Stars are not habitable. The temperature and other conditions are too severe for any stable chemistry to occur. Hence planets are the more likely hosts for life. And in this, Earth is an excellent example. What all does it have?

First, it is in the right place, orbiting the sun. The latter is a relatively stable source of energy for us; no major fluctuations or flares in heat, light or other types of radiation which can roast and burn off any life forms on planet earth.

In other words, our sun is a benign star, which offers the right type of energy for us. In looking for other potentially inhabitable planets, we need to look at where they are with respect to their suns.

Planet's weight matters

Next is weight. The planet cannot be too heavy nor too light; too heavy means too far from its sun and thus less energy. Also its atmosphere will be too thick; gravity will keep it too bound to the planet, making the surface too cold. Too light a planet is not that good either — not enough (if at all) an atmosphere not only will it be too cold but it will also be vulnerable for assault by meteors and high energy radiation.

Our Earth is just the right size. Not only is it able to hold a proper shield as its atmosphere, but its internal ‘core' is also large enough to contain heavy metals, molten and providing a burning heat engine. This allows for geology to operate, providing plate tectonics, and an appropriate crust on the surface nourished by volcanic eruptions from the core. This churning has provided us on earth to have abundant amounts of crucial elements C, H, O, N, and P, and conditions suitable for life chemistry. Metals such as iron in the core make the orbiting earth a spinning magnet, protecting us from harmful cosmic radiation.

Its size is right for orbiting the sun in a manner that we have a proper day-night cycle. Too long a cycle or too short would mean the temperature difference between day and night is either too long or too short.

And the orbit is better when it is circular and not too elliptical; if the eccentricity is too much, the day-night temperature differential could be too much to bear for the life forms on the planet. Mother earth is just a bit eccentric (just 0.02), not like many other extra-solar planets which are too eccentric to become hospitable.

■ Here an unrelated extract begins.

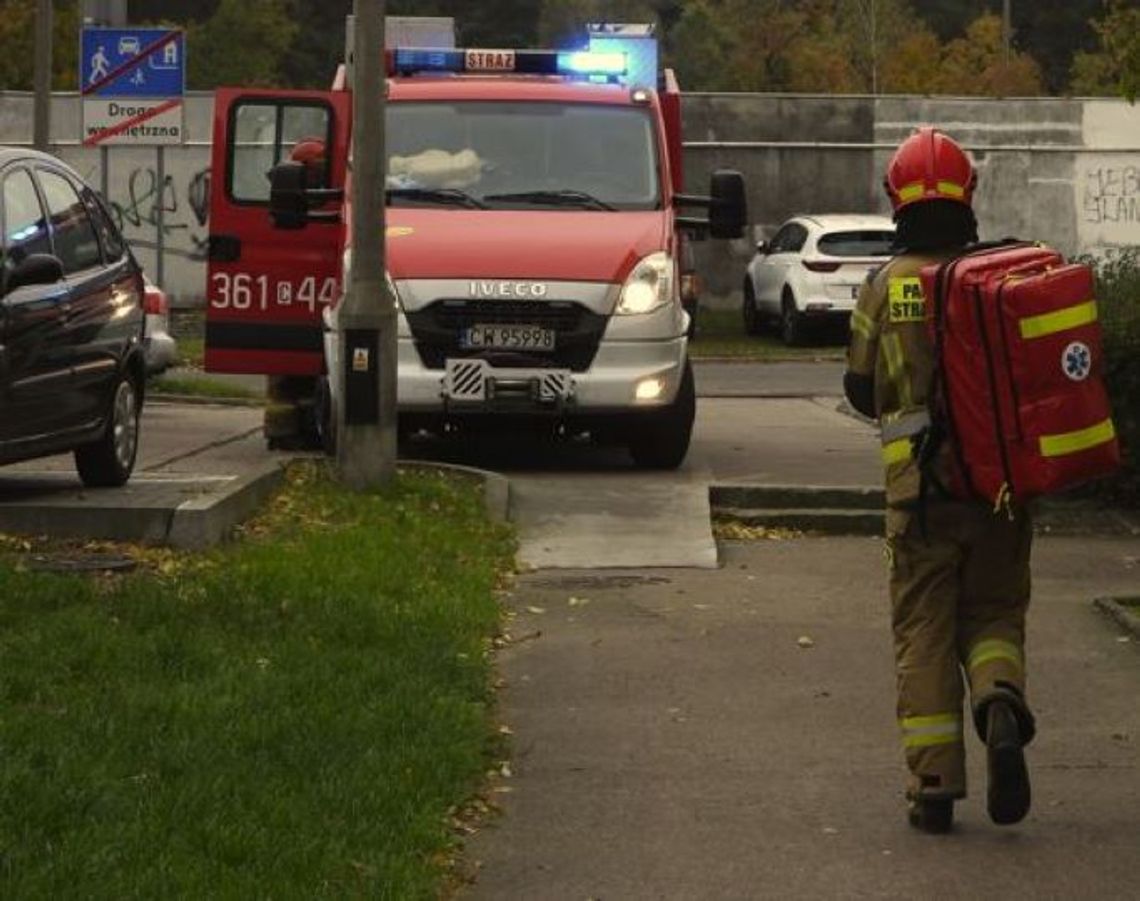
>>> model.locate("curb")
[396,460,511,522]
[163,461,285,551]
[1092,598,1140,641]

Planets are spinning masses, and several of them tilt a bit around their spinning axis (just as a top does). It is this tilt that provides seasons.

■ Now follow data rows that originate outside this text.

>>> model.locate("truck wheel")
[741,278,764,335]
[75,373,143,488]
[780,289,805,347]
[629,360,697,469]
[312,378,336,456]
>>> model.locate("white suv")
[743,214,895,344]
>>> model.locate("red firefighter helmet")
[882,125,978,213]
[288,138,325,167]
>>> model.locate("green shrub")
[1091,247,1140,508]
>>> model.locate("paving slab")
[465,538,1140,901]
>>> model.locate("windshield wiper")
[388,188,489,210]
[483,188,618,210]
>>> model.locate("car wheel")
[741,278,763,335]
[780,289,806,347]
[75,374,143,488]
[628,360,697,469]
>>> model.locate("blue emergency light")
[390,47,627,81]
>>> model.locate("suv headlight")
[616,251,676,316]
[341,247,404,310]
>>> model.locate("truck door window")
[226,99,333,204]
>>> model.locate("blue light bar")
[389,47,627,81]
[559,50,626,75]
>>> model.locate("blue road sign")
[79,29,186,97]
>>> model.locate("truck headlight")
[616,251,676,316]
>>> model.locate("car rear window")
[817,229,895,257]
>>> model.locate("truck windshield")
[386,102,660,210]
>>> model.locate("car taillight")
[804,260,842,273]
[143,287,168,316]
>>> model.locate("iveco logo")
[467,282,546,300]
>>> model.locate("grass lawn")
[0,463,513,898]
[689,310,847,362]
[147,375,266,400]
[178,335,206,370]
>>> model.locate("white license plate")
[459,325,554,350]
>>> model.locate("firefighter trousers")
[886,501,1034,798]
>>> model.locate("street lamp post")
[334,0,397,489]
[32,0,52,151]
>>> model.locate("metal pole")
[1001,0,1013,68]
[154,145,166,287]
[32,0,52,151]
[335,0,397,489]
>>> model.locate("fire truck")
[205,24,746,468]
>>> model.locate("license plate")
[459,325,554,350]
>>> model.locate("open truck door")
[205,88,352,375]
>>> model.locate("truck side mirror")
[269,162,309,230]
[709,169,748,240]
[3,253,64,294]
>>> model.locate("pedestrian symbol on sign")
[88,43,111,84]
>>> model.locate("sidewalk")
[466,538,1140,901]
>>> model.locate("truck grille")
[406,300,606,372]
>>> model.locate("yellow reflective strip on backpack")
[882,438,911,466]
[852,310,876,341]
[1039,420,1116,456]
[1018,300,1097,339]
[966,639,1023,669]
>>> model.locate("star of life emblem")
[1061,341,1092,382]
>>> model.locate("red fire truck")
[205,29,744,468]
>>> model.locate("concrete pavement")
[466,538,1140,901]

Too little a tilt, there will be no seasons and too large a tilt, the seasons will be too extreme.

Neither is good for life forms to evolve and stabilize into a proper biosphere. Our Earth is just so tilted that it has allowed life forms to evolve and stabilize. Our moon too plays a role in stabilizing this tilt. An inhabitable planet should thus be expected to be of the right size, right eccentricity and right tilt.

A habitable planet should also be long-lived. Life of the type we know on earth has taken billions of years to evolve from the simple single-cell amoeba (3 billion years old) to us.

It is these combined properties of Mother Earth that has made her habitable. Thus in looking for other habitable planets, astronomers look for planets with similar properties. Mars, Venus, Saturn or Jupiter do not fit the bill.

No trace on Mars

Mars does (or did) have water and some chosen regions which might allow some life chemistry to happen, but so far there has been no indication of it. Going outside our solar system, GJ667Cc appears to be likely habitable.

How many more can be there? And will they support (have been supporting) not just amoebae but civilizations? Is there any such extraterrestrial intelligent life?

NASA had put together a program called Search for Extra Terrestrial Intelligence or SETI. Dr. Frank Drake had speculated that, in principle, there might be as many as 10 such. Others have brought that down to 2.3.

If there are, what do we tell them?

Even if there are only two other civilizations, how do we communicate with them, and in what language? Some have suggested sending signals of waves that are 21 centimeters in length, since that appears to be a universal radiation. If we can pulse it into an appropriate rhythm, perhaps some ETI would to know we are here.

But I like what the biologist Lewis Thomas wrote in his “Lives of a Cell”. He says” “I would go for Johann Sebastian Bach, all of Bach, streamed out into space over and over again. We would be bragging of course but we can tell the harder truths later”. I agree; a prosaic 21 cm radiation does not hold a candle to Bach (or Thyagaraja or Khusro). And we want them to know we are a civilization, after all!